At 38 years, 24 months after her first access to our risk clinic, she underwent bilateral nipple sparing mastectomy through minimally invasive, endoscopic-assisted technique. Immediate reconstruction was performed with a definitive, silicon anatomically shaped implant. Postoperative course was uneventful and early outcome was excellent, with skin/nipple optimal viability, and a very good symmetry (Fig. 9.4).
Fig. 9.4
Early postoperative outcome 1 month after bilateral V-NSM for RRS in a healthy BRCA1-positive 38-year-old woman. NAC and skin viability, as well as symmetry after one-step immediate reconstruction are excellent (a) and scars are well-hidden in axilla (b)
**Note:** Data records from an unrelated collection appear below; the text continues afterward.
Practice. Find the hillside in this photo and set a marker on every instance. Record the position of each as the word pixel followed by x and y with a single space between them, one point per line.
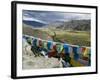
pixel 81 25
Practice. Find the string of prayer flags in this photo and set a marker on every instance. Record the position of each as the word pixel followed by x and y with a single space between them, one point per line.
pixel 75 51
pixel 66 48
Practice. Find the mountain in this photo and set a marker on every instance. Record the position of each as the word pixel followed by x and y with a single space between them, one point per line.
pixel 34 23
pixel 75 25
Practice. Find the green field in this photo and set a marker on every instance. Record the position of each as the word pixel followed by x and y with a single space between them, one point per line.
pixel 81 38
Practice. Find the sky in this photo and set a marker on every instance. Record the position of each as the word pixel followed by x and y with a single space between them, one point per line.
pixel 52 16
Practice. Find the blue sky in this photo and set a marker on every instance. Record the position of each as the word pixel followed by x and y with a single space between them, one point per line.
pixel 51 16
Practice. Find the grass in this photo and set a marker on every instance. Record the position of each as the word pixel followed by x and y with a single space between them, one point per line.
pixel 81 38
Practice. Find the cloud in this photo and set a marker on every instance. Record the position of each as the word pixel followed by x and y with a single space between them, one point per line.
pixel 51 16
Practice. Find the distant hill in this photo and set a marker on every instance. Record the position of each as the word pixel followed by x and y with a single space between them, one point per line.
pixel 82 25
pixel 28 30
pixel 33 23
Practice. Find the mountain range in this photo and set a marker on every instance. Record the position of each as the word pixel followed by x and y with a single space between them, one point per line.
pixel 68 25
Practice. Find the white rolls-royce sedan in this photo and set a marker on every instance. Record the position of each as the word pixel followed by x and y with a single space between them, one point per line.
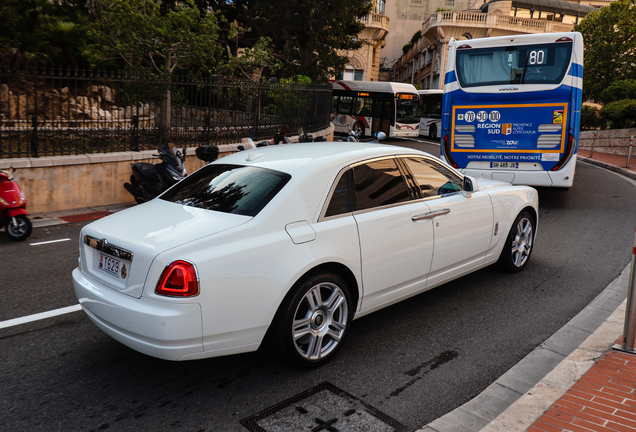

9.5 Case No. 4 R.M., 33 Years old. First BESS Technique for Breast Cancer. Postoperative Bleeding
R.M., 33 years, came to our breast unit since she felt a nodule in her right breast, which was confirmed at physic exam. Diagnostic workout included mammography, which demonstrated a plurifocal area of microcalcifications (60 mm large as a whole) suspicious for carcinoma, in the outer and central quadrants of the breast; ultrasonography showed ductal ectasia, microcalcifications, and also a 5-mm ipoechoic area of doubtful meaning. A vacuum-assisted aspiration breast biopsy was performed, and pathologic exam demonstrated an intraductal neoplasia DIN2-DIN3, ER 90 %, PgR 80 %, Ki-67 15-20 %, C-erb B2 ++. A breast NMR was also performed to obtain a better local staging of this multicentric disease in a young woman; the exam confirmed a large neoplastic involvement of the right breast, no suspicious lymph nodes, no contralateral lesions. Patient’s breasts were small and grade 1 ptotic. MM was proposed with a brand new technique, unique worldwide, which we had developed and were going to apply for the first time: breast endoscopic surgery with single-site (BESS) access, and low CO2 flow to obtain the working space (Fig. 9.5a). The technique is described in this book as well as in the Literature [3, 5].
Fig. 9.5
First worldwide BESS procedure for MM, obtained with the aid of a single-port device and CO2 flow (a). On 3rd postoperative day after reintervention for bleeding: the hemostasis was obtained through the minimally invasive access, without the need to “open” the breast skin (b–c). Late (14 months) outcome, d–f good cosmetic result despite of postoperative complication and one-step definitive reconstruction
On first postoperative day, an hemorragic compliance developed. It appeared both as hematoma in the submuscular space, causing breast swelling, and active bleeding into the drainage. The patient underwent emergency surgery to obtain hemostasis. Interestingly, the procedure was performed without need to open minimally invasive access unless enlarging the scar for about 2 cm. The prosthesis was removed and endoscopic-assisted hemostasis was obtained with the aid of a Ligasure scalpel inside the pocket, guided by video-imaging. After rapid control of bleeding, which came from sternal aspect of the pocket, the prosthesis was reinserted inside and the pocket closed. Subsequent postoperative course was uneventful.